8. The circuit emulation method as claimed in claim 5, further comprising:

logging contents of the first memory in a second memory; and

restoring the contents of the first memory from the second memory to the first memory,

wherein all data stored in the first memory, except for data whose bits are all zeros, are logged in the second memory.

9. A non-transitory computer-readable medium having a circuit emulation program embodied therein for causing a circuit emulator to perform a process, the process comprising:

emulating an operation of a circuit;

replacing one or more redundant bits with a predetermined bit pattern when information bits and the one or more redundant bits of read data that is read from a first memory by the circuit are all zeros; and

supplying the information bits and the predetermined bit pattern as the read data to the circuit.

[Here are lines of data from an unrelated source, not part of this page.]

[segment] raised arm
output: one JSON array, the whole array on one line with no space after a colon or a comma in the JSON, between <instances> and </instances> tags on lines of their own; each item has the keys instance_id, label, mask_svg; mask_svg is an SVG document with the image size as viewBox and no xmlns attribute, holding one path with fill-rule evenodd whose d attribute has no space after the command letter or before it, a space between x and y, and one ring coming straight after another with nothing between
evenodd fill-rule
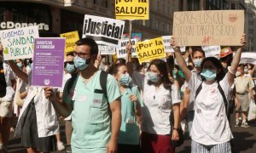
<instances>
[{"instance_id":1,"label":"raised arm","mask_svg":"<svg viewBox=\"0 0 256 153\"><path fill-rule=\"evenodd\" d=\"M22 71L18 65L14 62L14 60L8 60L8 63L13 71L20 77L21 80L23 80L26 82L28 82L28 76L26 73Z\"/></svg>"},{"instance_id":2,"label":"raised arm","mask_svg":"<svg viewBox=\"0 0 256 153\"><path fill-rule=\"evenodd\" d=\"M233 57L232 64L229 67L228 80L229 80L230 85L232 85L234 82L234 78L236 76L236 69L238 67L240 59L241 59L241 48L246 44L246 42L246 42L246 35L244 34L241 37L241 42L240 42L241 46L237 47L236 52Z\"/></svg>"},{"instance_id":3,"label":"raised arm","mask_svg":"<svg viewBox=\"0 0 256 153\"><path fill-rule=\"evenodd\" d=\"M172 39L171 39L171 46L174 49L174 54L175 54L177 63L178 66L180 67L180 69L183 71L183 72L185 76L186 81L189 82L190 80L190 77L191 77L191 71L187 67L186 62L182 55L181 51L180 51L180 48L176 45L175 38L173 37L172 37Z\"/></svg>"}]
</instances>

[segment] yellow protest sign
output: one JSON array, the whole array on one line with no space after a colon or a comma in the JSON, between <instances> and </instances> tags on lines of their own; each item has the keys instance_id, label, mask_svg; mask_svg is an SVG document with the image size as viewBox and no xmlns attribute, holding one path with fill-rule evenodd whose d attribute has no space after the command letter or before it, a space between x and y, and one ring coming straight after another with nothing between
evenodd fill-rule
<instances>
[{"instance_id":1,"label":"yellow protest sign","mask_svg":"<svg viewBox=\"0 0 256 153\"><path fill-rule=\"evenodd\" d=\"M166 57L162 37L137 42L135 47L140 63Z\"/></svg>"},{"instance_id":2,"label":"yellow protest sign","mask_svg":"<svg viewBox=\"0 0 256 153\"><path fill-rule=\"evenodd\" d=\"M62 33L61 37L66 37L65 54L74 50L75 42L79 40L78 31Z\"/></svg>"},{"instance_id":3,"label":"yellow protest sign","mask_svg":"<svg viewBox=\"0 0 256 153\"><path fill-rule=\"evenodd\" d=\"M149 0L115 0L118 20L148 20Z\"/></svg>"},{"instance_id":4,"label":"yellow protest sign","mask_svg":"<svg viewBox=\"0 0 256 153\"><path fill-rule=\"evenodd\" d=\"M172 34L179 46L237 46L244 10L175 12Z\"/></svg>"}]
</instances>

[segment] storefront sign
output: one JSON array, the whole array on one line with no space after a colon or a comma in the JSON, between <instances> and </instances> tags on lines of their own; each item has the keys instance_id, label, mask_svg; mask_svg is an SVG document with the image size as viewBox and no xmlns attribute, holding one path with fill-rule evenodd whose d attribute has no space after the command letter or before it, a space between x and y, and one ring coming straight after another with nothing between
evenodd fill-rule
<instances>
[{"instance_id":1,"label":"storefront sign","mask_svg":"<svg viewBox=\"0 0 256 153\"><path fill-rule=\"evenodd\" d=\"M38 26L39 31L49 31L49 26L45 23L15 23L12 21L0 22L0 30L3 29L15 29L27 26Z\"/></svg>"}]
</instances>

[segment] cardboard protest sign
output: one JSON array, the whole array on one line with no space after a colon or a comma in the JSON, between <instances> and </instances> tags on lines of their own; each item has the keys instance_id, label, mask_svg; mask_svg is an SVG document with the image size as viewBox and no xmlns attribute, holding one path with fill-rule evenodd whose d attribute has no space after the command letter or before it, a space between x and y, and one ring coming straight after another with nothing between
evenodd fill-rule
<instances>
[{"instance_id":1,"label":"cardboard protest sign","mask_svg":"<svg viewBox=\"0 0 256 153\"><path fill-rule=\"evenodd\" d=\"M256 53L244 52L241 53L240 63L250 63L256 65Z\"/></svg>"},{"instance_id":2,"label":"cardboard protest sign","mask_svg":"<svg viewBox=\"0 0 256 153\"><path fill-rule=\"evenodd\" d=\"M65 38L36 38L32 85L61 88Z\"/></svg>"},{"instance_id":3,"label":"cardboard protest sign","mask_svg":"<svg viewBox=\"0 0 256 153\"><path fill-rule=\"evenodd\" d=\"M121 47L125 21L93 15L84 15L83 37L91 37L98 44Z\"/></svg>"},{"instance_id":4,"label":"cardboard protest sign","mask_svg":"<svg viewBox=\"0 0 256 153\"><path fill-rule=\"evenodd\" d=\"M171 37L172 36L162 36L166 53L174 52L173 48L171 46ZM186 47L181 46L180 50L181 52L185 52Z\"/></svg>"},{"instance_id":5,"label":"cardboard protest sign","mask_svg":"<svg viewBox=\"0 0 256 153\"><path fill-rule=\"evenodd\" d=\"M115 16L119 20L148 20L149 0L115 0Z\"/></svg>"},{"instance_id":6,"label":"cardboard protest sign","mask_svg":"<svg viewBox=\"0 0 256 153\"><path fill-rule=\"evenodd\" d=\"M162 37L137 42L135 47L140 63L166 57Z\"/></svg>"},{"instance_id":7,"label":"cardboard protest sign","mask_svg":"<svg viewBox=\"0 0 256 153\"><path fill-rule=\"evenodd\" d=\"M66 37L66 48L65 53L74 51L76 42L79 40L79 31L71 31L67 33L62 33L60 35L61 37Z\"/></svg>"},{"instance_id":8,"label":"cardboard protest sign","mask_svg":"<svg viewBox=\"0 0 256 153\"><path fill-rule=\"evenodd\" d=\"M115 48L112 46L98 45L101 54L115 54Z\"/></svg>"},{"instance_id":9,"label":"cardboard protest sign","mask_svg":"<svg viewBox=\"0 0 256 153\"><path fill-rule=\"evenodd\" d=\"M131 56L137 57L137 52L135 49L135 44L137 43L137 39L131 39ZM122 40L121 48L116 48L116 54L118 58L123 58L125 59L127 57L127 50L126 50L126 45L129 42L129 39Z\"/></svg>"},{"instance_id":10,"label":"cardboard protest sign","mask_svg":"<svg viewBox=\"0 0 256 153\"><path fill-rule=\"evenodd\" d=\"M32 58L34 38L39 37L38 26L4 30L0 35L5 60Z\"/></svg>"},{"instance_id":11,"label":"cardboard protest sign","mask_svg":"<svg viewBox=\"0 0 256 153\"><path fill-rule=\"evenodd\" d=\"M244 33L244 10L175 12L172 31L179 46L237 46Z\"/></svg>"},{"instance_id":12,"label":"cardboard protest sign","mask_svg":"<svg viewBox=\"0 0 256 153\"><path fill-rule=\"evenodd\" d=\"M216 54L219 54L221 50L220 46L202 46L201 48L205 52L206 57L214 57Z\"/></svg>"}]
</instances>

10. The non-transitory computer-readable medium as claimed in claim 9, wherein the predetermined bit pattern is a bit pattern of redundant bits that are used for data whose data bits are all zeros.

11. The non-transitory computer-readable medium as claimed in claim 9, wherein when the information bits and the one or more redundant bits of the read data that is read from the first memory by the circuit include at least one bit that is not zero, the information bits and the one or more redundant bits are supplied to the circuit as the read data.

12. The non-transitory computer-readable medium as claimed in claim 9, wherein the program causes the circuit emulator to further perform:

logging contents of the first memory in a second memory; and

restoring the contents of the first memory from the second memory to the first memory,

wherein all data stored in the first memory, except for data whose bits are all zeros, are logged in the second memory.